The team left the office in two vans and one truck, followed by a larger truck full of the food we were going to give to people affected by the floods. Each of the 350 families was to receive 25 kilograms of rice, 12 cans of fish, 500 milliliters of cooking oil, one kilogram of sugar, one kilogram of salt, 500 milliliters of soy sauce, 500 milliliters of fish sauce, one case of noodles, and one tarp from Samaritan’s Purse.
In Kratie city, one of the trucks peeled off from our procession to pick up 350 ceramic water filters, 350 lidded buckets, bars of soap, and a large supply of Aquatabs.
We drove to the dock and then used two small motorboats—traveling back and forth from 8:00 a.m. until 1:00 p.m.—to take the supplies to Takeem safety hill.
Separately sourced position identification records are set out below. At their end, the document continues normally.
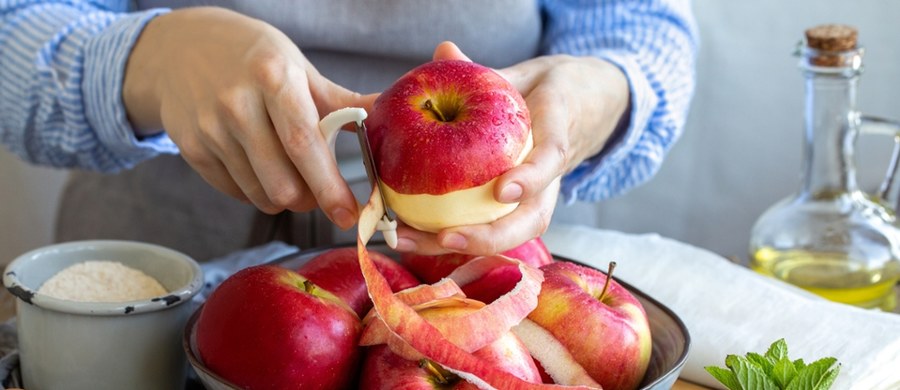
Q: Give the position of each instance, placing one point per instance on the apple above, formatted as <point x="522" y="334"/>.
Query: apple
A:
<point x="267" y="327"/>
<point x="337" y="270"/>
<point x="384" y="369"/>
<point x="430" y="269"/>
<point x="440" y="136"/>
<point x="598" y="325"/>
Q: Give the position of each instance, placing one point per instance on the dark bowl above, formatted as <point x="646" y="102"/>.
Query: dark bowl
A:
<point x="671" y="340"/>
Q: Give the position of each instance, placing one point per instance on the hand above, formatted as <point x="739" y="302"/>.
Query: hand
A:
<point x="575" y="105"/>
<point x="242" y="103"/>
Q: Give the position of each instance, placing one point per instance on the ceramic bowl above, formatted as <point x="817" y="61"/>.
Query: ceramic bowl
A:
<point x="103" y="345"/>
<point x="671" y="340"/>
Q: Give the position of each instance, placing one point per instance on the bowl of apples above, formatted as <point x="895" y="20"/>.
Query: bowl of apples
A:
<point x="307" y="321"/>
<point x="356" y="317"/>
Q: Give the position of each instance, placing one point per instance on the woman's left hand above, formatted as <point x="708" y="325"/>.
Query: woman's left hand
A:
<point x="575" y="104"/>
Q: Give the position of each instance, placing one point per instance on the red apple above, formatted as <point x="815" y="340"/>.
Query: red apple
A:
<point x="440" y="135"/>
<point x="383" y="369"/>
<point x="603" y="329"/>
<point x="430" y="269"/>
<point x="267" y="327"/>
<point x="337" y="270"/>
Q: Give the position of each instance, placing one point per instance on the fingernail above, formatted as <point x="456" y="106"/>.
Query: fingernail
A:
<point x="454" y="241"/>
<point x="511" y="193"/>
<point x="405" y="245"/>
<point x="343" y="218"/>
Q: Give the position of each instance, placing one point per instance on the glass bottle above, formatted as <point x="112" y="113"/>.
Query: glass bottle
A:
<point x="831" y="238"/>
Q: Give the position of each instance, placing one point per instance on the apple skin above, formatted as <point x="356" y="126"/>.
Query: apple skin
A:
<point x="486" y="125"/>
<point x="609" y="338"/>
<point x="337" y="270"/>
<point x="440" y="136"/>
<point x="430" y="269"/>
<point x="261" y="329"/>
<point x="384" y="370"/>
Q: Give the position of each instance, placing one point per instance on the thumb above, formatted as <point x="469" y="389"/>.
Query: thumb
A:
<point x="330" y="96"/>
<point x="449" y="51"/>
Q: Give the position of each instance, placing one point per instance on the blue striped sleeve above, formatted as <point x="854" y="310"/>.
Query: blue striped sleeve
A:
<point x="61" y="69"/>
<point x="654" y="43"/>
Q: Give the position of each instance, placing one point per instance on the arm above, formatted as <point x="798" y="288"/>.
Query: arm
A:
<point x="61" y="71"/>
<point x="654" y="43"/>
<point x="607" y="97"/>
Families who had fled to the higher ground to escape the flooding eagerly waited for the supplies.
While the boats were coming and going, I explored a little cement health center on the hill. I took a mental inventory of their supplies: two almost empty bottles of anti-dihedral medications, one bag of saline solution, salt tablets, an array of metal instruments, and gauze. That was it. People kept approaching me begging for medical treatment, money, and the food we were stacking and organizing under the only two shaded platforms.
After seeing the available medical supplies, I realized I could not help the people clean the sores in their mouths from drinking contaminated river water or the infected mosquito bites all over the children’s legs, feet, and heads. I called the dock in Kratie city for some supplies and attempted to stay out of the way of the loading/unloading operation.
At about 1:30 p.m., the entire Samaritan’s Purse team was present, and the last supplies were en route to the hill. We divided the approximately 700 adults and children under different platforms. Part of the team organized games and shared the Gospel with the children, while the adults were taught how to use the new ceramic filters and Aquatabs.
After about an hour of games and lessons, the children reunited with their parents while the provincial governor and other leaders spoke to the crowd, assuring them of a quick end to their miseries and praising the support of Samaritan’s Purse and other organizations that took notice of their plight.
Then, one Samaritan’s Purse team member on each platform began to announce the names of the beneficiaries. One by one, men and women, young and old, went through the line and received a bag of food, the tarp, the bag of rice, the bucket, and the filter. Midway through the line, staff members handed out Gospel tracts and ministry materials to the people and told them about Christ. Many smiled widely when they received the printed words of hope, and I didn’t see any on the ground once we left—a sign that they had taken the materials home and wanted to read them.
The distribution ended at about 5. I finally found the medical supplies and began treating people as best as I could. It was rewarding to see that many of the people I had treated two days prior were getting better, and I only had to change bandages and clean fresh wounds.
Since that day, the water has subsided, and the majority of stilted homes are no longer submerged. Many of the families who were stranded on Takeem and other safety hills have returned to their villages.
However, Samaritan’s Purse Cambodia is still watching this area closely. The Mekong River is expected to flood again soon, and if it does, we are ready.